I have been fretting on whether or not to write this post since Christmas. Bear with me, folks. I hate walking the fine line between opinions and manners, and I feel like I there’s no way I can say this without pissing someone off. But since it’s a matter of physical harm, the right choice is to speak up.
Parents are often, but not always, aware of issues that non-child-having people aren’t, because they’re simply not on their radar. This is fair; there are many, many issues in this world that I’m oblivious to. I like to think I surround myself with people who can illuminate me. So please, if you’re “The Person” and you’re reading this, please don’t be hurt, please don’t be upset. Whoever you are, I hold you in high esteem for what you did, and I’m trying to help you out with what you don’t know.
Everyone confused yet?
Here’s what happened. On Christmas, some gorgeous, generous, fabulous person dropped two full garbage bags of carefully-wrapped, individually tagged gifts for my children, on our boat. This is real salt-of-the-earth stuff. They also left not a single identifying marker. I can’t place the handwriting, and I can’t figure out who the heck it was. Total Santa Moment, and I have teared up a few times over it.
Jason brought the bags to Nevada with him, and we opened them there. And then I figured out that our anonymous benefactor was not aware of what’s going on with toys.
There were approximately four gifts, in the entire two bags full, that I could allow my children to keep. You see… they were all made in China. They were painted with lead. They were contaminated with cadmium. They were plastics that would leach Bisphenol A into my children’s bodies. I spent the morning not playing joyfully with my kids, but explaining to them what kind of poison was involved with each toy that I (once Mommy, now Grinch) was not going to be allowing them to keep.
Thank God I am blessed with wise children, who get it, and there was minimal trauma involved.
As I cringed from the rotten position I’d been put in, I found myself raging, yet again, at a system that makes it a good idea for someone, somewhere, to make their money by poisoning kids, and that also keeps the public mostly unaware of this.
So what to do?
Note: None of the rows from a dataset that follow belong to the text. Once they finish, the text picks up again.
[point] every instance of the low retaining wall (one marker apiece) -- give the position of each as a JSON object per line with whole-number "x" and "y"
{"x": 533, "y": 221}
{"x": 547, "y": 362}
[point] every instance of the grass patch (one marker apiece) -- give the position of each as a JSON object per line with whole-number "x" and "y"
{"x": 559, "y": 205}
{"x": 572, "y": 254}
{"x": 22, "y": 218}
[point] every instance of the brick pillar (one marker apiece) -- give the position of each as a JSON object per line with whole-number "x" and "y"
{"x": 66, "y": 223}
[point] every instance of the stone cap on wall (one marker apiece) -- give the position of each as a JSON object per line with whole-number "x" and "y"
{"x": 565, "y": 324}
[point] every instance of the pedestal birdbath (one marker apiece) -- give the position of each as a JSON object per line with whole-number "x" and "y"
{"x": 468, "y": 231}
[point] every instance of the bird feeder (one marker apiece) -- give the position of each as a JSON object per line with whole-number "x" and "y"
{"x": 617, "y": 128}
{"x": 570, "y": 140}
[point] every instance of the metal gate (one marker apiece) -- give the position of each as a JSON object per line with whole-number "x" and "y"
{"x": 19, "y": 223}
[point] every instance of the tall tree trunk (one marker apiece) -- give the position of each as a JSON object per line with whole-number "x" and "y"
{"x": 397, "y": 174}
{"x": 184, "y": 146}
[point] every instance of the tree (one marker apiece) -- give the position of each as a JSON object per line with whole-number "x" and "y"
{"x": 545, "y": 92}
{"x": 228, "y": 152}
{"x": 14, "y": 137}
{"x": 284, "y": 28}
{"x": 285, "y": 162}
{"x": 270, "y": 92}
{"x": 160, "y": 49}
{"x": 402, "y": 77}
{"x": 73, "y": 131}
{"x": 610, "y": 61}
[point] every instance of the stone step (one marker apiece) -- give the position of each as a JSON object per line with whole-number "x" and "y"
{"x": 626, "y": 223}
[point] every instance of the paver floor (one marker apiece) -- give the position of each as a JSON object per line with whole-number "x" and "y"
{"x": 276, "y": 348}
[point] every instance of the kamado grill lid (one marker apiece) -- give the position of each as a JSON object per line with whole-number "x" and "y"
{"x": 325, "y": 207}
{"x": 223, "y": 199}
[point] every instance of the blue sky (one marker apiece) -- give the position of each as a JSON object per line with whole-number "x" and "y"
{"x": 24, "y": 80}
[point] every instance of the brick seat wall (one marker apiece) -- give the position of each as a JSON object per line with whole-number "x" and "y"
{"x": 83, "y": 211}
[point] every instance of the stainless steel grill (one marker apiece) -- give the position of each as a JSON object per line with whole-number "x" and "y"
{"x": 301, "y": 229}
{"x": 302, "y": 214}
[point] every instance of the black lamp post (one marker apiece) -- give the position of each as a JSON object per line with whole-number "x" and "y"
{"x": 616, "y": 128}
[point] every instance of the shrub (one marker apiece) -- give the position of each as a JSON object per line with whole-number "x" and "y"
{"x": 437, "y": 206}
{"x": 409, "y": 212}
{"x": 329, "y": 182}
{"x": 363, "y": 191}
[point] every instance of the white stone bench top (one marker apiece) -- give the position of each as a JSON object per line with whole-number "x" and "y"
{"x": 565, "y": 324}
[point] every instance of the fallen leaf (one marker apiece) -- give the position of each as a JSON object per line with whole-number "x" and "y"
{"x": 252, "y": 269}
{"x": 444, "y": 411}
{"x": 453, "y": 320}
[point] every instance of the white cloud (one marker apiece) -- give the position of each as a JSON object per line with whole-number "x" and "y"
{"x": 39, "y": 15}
If you’re going to give kids toys, the best guideline is to ask their parents first, and to stick with fewer, higher-quality, organic toys. I know this is the massive buzz-kill, but believe me, it’s better than forcing that kid’s parents into a position of literally taking the new toy out of their hands and pitching it into hazardous waste disposal, so that it can’t go on to hurt any other kids. Generally, things that your great-grandparents would recognize as toys are good bets: Blocks, play silks, carved wooden animals, handmade dolls. Something made, rather than something bought.
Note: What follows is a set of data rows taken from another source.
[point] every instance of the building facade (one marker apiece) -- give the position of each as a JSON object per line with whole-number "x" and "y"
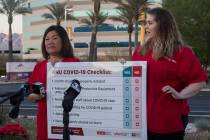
{"x": 111, "y": 40}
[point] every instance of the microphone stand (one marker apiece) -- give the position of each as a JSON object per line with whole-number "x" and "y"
{"x": 66, "y": 134}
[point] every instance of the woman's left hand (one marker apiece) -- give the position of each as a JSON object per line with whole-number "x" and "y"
{"x": 172, "y": 91}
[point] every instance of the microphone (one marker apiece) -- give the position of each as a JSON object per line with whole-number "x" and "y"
{"x": 16, "y": 100}
{"x": 70, "y": 94}
{"x": 38, "y": 88}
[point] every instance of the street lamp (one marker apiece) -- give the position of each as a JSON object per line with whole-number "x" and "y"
{"x": 67, "y": 10}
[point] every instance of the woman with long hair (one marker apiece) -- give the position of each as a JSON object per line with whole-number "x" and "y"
{"x": 174, "y": 74}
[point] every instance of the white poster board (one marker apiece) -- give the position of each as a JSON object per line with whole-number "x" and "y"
{"x": 111, "y": 105}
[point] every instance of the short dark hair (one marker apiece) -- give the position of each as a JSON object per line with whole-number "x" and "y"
{"x": 66, "y": 47}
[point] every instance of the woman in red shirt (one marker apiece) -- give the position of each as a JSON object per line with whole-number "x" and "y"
{"x": 174, "y": 75}
{"x": 55, "y": 48}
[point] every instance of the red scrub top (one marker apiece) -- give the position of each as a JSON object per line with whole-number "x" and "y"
{"x": 40, "y": 75}
{"x": 163, "y": 111}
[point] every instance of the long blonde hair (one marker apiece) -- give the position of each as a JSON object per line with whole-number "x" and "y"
{"x": 168, "y": 39}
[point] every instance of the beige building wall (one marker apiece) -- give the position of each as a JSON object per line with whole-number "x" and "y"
{"x": 34, "y": 26}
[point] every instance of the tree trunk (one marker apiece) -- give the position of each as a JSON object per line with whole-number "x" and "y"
{"x": 136, "y": 33}
{"x": 92, "y": 46}
{"x": 10, "y": 43}
{"x": 130, "y": 45}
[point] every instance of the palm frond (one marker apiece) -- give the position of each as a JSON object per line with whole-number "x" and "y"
{"x": 23, "y": 10}
{"x": 85, "y": 21}
{"x": 48, "y": 16}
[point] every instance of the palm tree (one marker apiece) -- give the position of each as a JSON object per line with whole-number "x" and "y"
{"x": 11, "y": 8}
{"x": 126, "y": 16}
{"x": 57, "y": 12}
{"x": 94, "y": 20}
{"x": 136, "y": 8}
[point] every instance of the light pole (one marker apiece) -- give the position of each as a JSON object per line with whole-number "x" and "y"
{"x": 67, "y": 9}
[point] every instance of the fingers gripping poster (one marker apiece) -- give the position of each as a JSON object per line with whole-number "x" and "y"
{"x": 110, "y": 106}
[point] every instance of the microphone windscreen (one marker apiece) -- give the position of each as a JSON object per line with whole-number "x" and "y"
{"x": 38, "y": 88}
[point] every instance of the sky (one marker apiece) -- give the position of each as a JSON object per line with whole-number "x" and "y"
{"x": 16, "y": 25}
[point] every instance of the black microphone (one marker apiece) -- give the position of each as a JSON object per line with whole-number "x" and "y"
{"x": 70, "y": 94}
{"x": 38, "y": 88}
{"x": 16, "y": 100}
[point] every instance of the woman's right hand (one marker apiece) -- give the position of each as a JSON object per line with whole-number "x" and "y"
{"x": 33, "y": 97}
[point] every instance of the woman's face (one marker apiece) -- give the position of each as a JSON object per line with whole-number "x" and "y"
{"x": 53, "y": 43}
{"x": 151, "y": 27}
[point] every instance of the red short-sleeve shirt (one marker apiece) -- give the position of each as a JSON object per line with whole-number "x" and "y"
{"x": 40, "y": 75}
{"x": 163, "y": 111}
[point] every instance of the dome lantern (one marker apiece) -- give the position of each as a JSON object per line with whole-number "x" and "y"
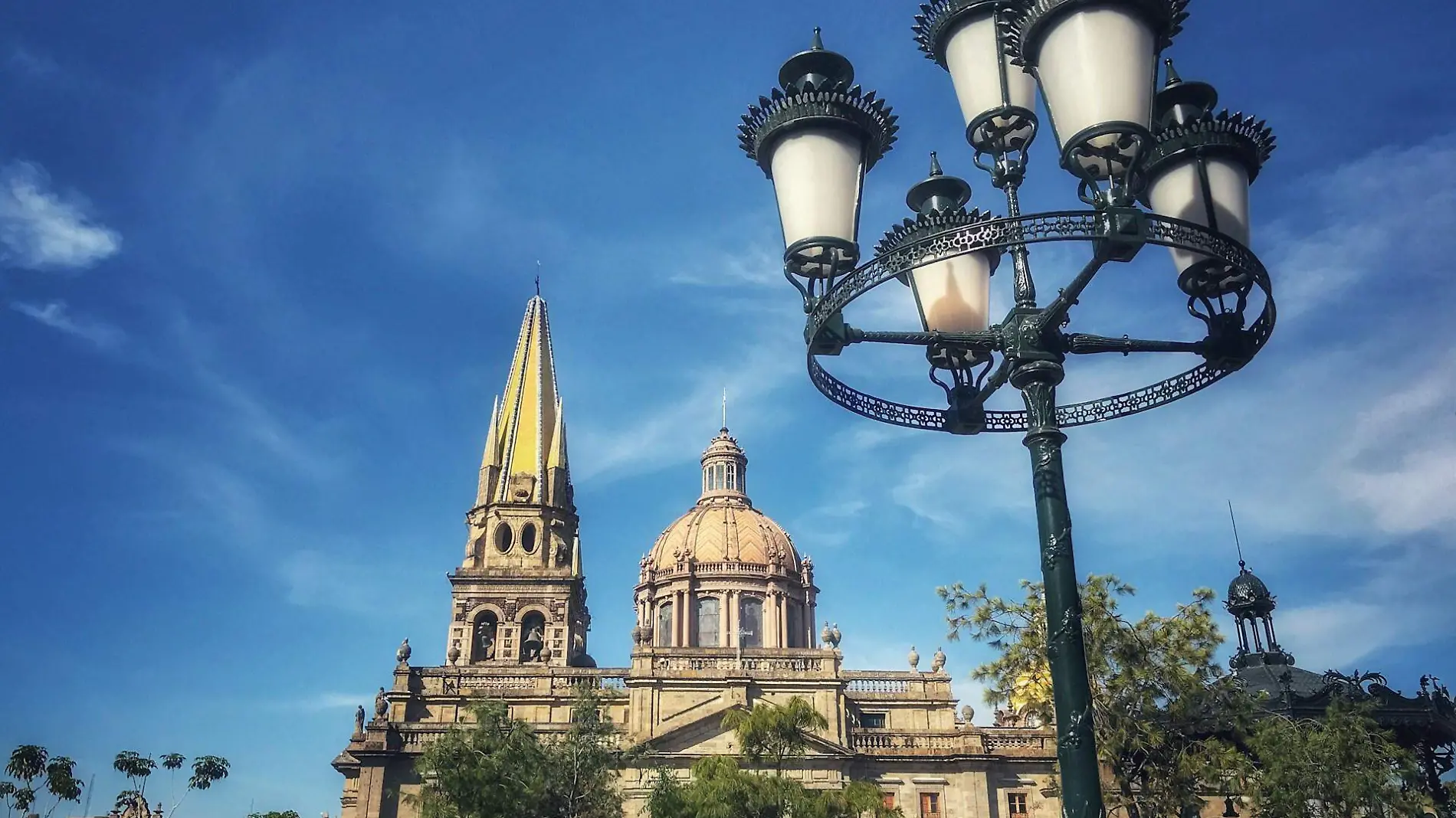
{"x": 726, "y": 469}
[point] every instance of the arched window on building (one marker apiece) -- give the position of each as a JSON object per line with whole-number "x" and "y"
{"x": 664, "y": 627}
{"x": 482, "y": 640}
{"x": 750, "y": 622}
{"x": 533, "y": 636}
{"x": 707, "y": 622}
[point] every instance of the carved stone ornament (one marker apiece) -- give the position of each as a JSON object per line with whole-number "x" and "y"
{"x": 520, "y": 486}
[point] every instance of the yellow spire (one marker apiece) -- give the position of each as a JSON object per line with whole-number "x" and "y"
{"x": 527, "y": 438}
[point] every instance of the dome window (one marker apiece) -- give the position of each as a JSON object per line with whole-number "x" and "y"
{"x": 750, "y": 622}
{"x": 707, "y": 622}
{"x": 664, "y": 625}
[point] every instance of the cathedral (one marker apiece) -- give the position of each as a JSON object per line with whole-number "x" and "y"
{"x": 726, "y": 617}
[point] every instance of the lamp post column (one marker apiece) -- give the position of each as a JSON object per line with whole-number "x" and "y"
{"x": 1066, "y": 654}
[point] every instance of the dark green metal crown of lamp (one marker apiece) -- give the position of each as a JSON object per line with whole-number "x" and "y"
{"x": 1094, "y": 64}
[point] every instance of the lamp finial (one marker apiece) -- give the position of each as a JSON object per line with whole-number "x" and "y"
{"x": 1172, "y": 73}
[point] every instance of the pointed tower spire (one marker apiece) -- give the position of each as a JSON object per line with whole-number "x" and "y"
{"x": 527, "y": 440}
{"x": 520, "y": 596}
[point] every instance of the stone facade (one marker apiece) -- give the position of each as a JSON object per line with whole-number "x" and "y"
{"x": 726, "y": 614}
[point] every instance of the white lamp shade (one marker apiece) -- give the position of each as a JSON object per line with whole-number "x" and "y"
{"x": 972, "y": 56}
{"x": 1097, "y": 66}
{"x": 817, "y": 174}
{"x": 956, "y": 294}
{"x": 1179, "y": 192}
I haven’t even touched on issues of child labor, sweatshops, fair wages, or any of the other ethical issues in toymaking. I am only focusing on pure physical harm and poison. And I am frankly horrified at the idea that someone who didn’t know any better could have picked a totally beautiful and random set of toys and ended up with so very many things that would permanently damage kids. I am completely flipped out by the thought that there are a gazillion other American kids out there whose parents didn’t know, who got to play with that stuff, and whose brains and bodies are shriveling under the onslaught right now.
Heaven knows I’m not a luddite by any stretch, but since I had to go through my kids’ toys and purge for lead once already, I’m a little sensitive. And apparently not without good reason. It’s gotten really dangerous out there, and we live in a world where profit is more important than children’s health.